La Favorite ★★★☆

Anne (Olivia Colman) est reine d’Angleterre dans les premières années du dix-huitième siècle. Malade de la goutte, cyclothymique, gloutonne, elle ne prête guère d’attention aux affaires du royaume, notamment à la guerre qui fait rage avec la France, et en a délégué la charge à sa favorite, Lady Sarah (Rachel Weisz).
Cousine de Lady Sarah, Abigail Hill (Emma Stone) a été réduite par les revers de fortune de son père à s’employer comme servante à la Cour. Mais grâce à une concoction d’herbes qu’elle prépare pour apaiser la goutte de la reine, la jeune femme entrevoit la possibilité de s’attirer ses grâces et de retrouver son rang.

La Favorite déboule sur nos écrans précédé d’une flatteuse réputation. La critique l’encense – à l’exception de Libération (« un barbouillis d’images qui s’affaissent sous leur propre poids ») et des Inrocks (« Prostré derrière sa malice dont il se gargarise grassement, [le cinéma de Lánthimos] semble condamné à rester éternellement englué dans l’admiration de son propre génie »), qui prennent méchamment le contrepied de leurs confrères . Le film a raflé une moisson de récompenses à la Mostra de Venise et aux Golden Globes en attendant sa probable consécration aux Oscars dans quinze jours.
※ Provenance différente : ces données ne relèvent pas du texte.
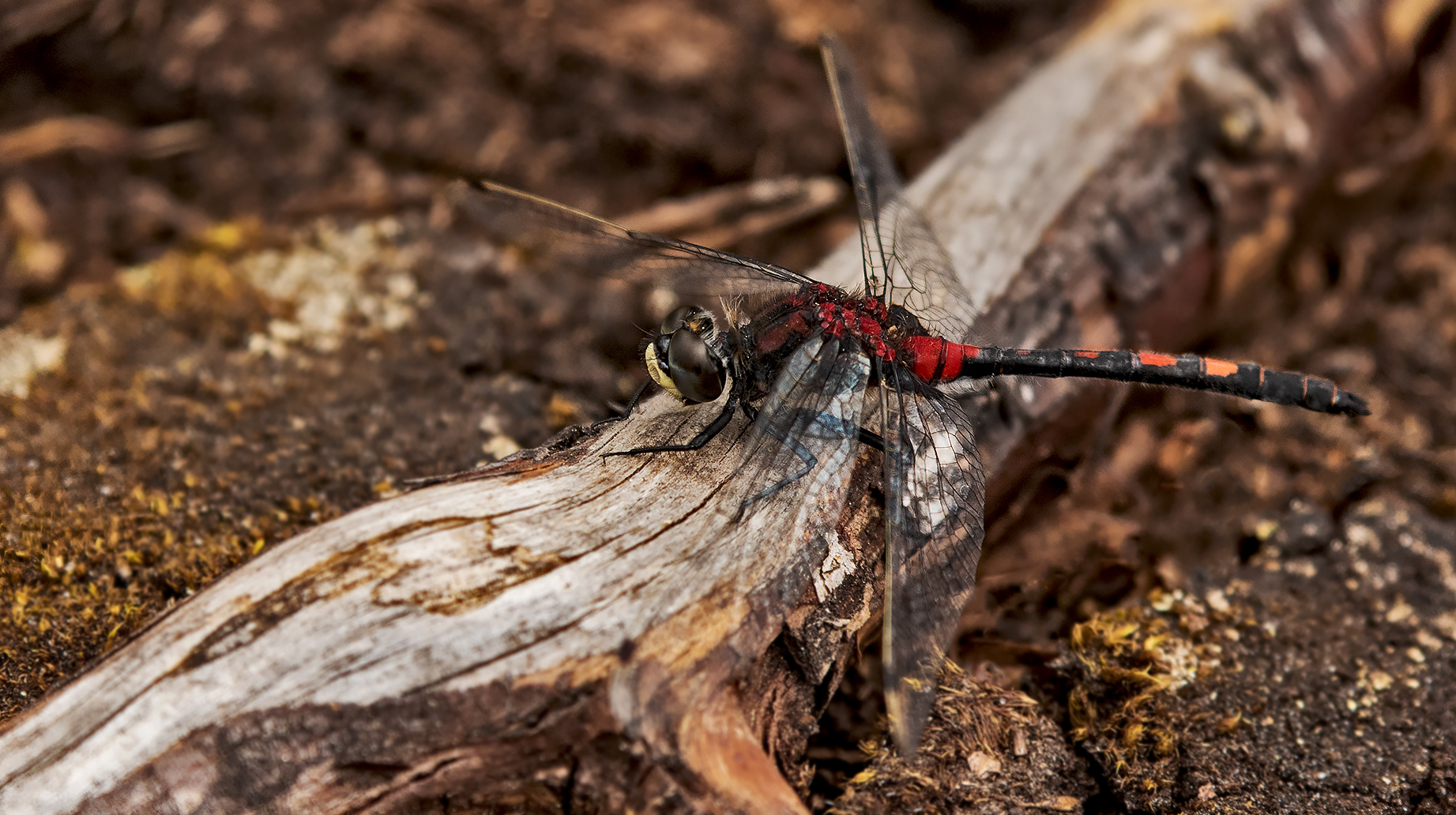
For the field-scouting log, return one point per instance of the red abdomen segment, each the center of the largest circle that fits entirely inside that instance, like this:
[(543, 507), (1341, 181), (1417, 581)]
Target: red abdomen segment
[(938, 361)]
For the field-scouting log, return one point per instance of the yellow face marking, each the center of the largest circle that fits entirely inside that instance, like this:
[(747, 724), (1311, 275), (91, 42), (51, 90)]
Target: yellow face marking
[(658, 374)]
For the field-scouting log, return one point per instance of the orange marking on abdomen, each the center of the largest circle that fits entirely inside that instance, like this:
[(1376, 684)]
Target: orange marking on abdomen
[(1221, 367)]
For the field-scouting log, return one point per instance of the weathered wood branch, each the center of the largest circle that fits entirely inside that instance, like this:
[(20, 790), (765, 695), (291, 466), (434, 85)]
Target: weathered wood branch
[(571, 632)]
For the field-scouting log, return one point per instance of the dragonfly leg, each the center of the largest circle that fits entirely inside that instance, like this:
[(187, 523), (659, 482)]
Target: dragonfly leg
[(698, 441), (628, 409)]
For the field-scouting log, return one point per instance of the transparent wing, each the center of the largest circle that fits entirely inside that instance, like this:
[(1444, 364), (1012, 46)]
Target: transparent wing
[(808, 426), (934, 528), (905, 262), (562, 236), (804, 443)]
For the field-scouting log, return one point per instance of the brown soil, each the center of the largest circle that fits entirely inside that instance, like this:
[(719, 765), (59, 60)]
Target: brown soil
[(188, 431)]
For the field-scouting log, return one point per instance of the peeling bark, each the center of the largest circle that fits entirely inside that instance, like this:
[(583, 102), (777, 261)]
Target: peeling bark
[(562, 632)]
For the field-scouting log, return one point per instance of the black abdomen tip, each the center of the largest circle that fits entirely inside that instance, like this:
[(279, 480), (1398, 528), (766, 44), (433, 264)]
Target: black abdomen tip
[(1350, 404)]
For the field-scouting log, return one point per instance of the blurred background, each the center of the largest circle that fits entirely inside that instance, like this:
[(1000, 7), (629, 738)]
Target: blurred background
[(130, 126)]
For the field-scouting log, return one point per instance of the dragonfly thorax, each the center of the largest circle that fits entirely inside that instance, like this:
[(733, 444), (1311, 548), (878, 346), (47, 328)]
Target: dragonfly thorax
[(686, 359)]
Yórgos Lánthimos est un jeune réalisateur grec surdoué qui, à l’instar d’un Alfonso Cuarón, d’un Denis Villeneuve ou d’un Alejandro Iñárritu, après avoir fait ses premières armes dans son pays (Canine en 2009, Alps en 2011), a tapé dans l’œil des studios hollywoodiens (The Lobster en 2015, Mise à mort du cerf sacré en 2017). Dès les premières images, on reconnaît sa patte. L’image est particulièrement soignée, qui nous plonge dans le même état de confusion que la reine malade : longs travelings, très larges objectifs, effets « fish-eye » refus du champ-contrechamp rapetissent les personnages, les isolent dans des espaces immenses, tordent les lignes droites. La bande son est tout aussi intrigante, mélange de musique baroque et sérielle.

La Favorite est un titre singulier pour un film pluriel. Il met en scène trois femmes : une reine et deux favorites. Des trois actrices, il est difficile de distinguer la meilleur. Qu’Olivia Colman soit en lice pour l’oscar du meilleur rôle et les deux autres pour celui du meilleur second rôle n’a guère de sens. Bien entendu, c’est pour Emma Stone que j’ai les yeux de Chimène (la bisexualité des personnages m’autorisant cette audacieuse métaphore). Elle joue à merveilleuse la jeune ingénue, moins naïve qu’il n’y paraît. Mais force m’est de saluer aussi la maîtrise de Rachel Weisz, impériale de froideur, de beauté et de rage.

La Favorite a la cruauté sadique des Liaisons dangereuses, l’ironie flamboyante de Amadeus, la sophistication baroque de Meurtres dans un jardin anglais. Un chef d’œuvre.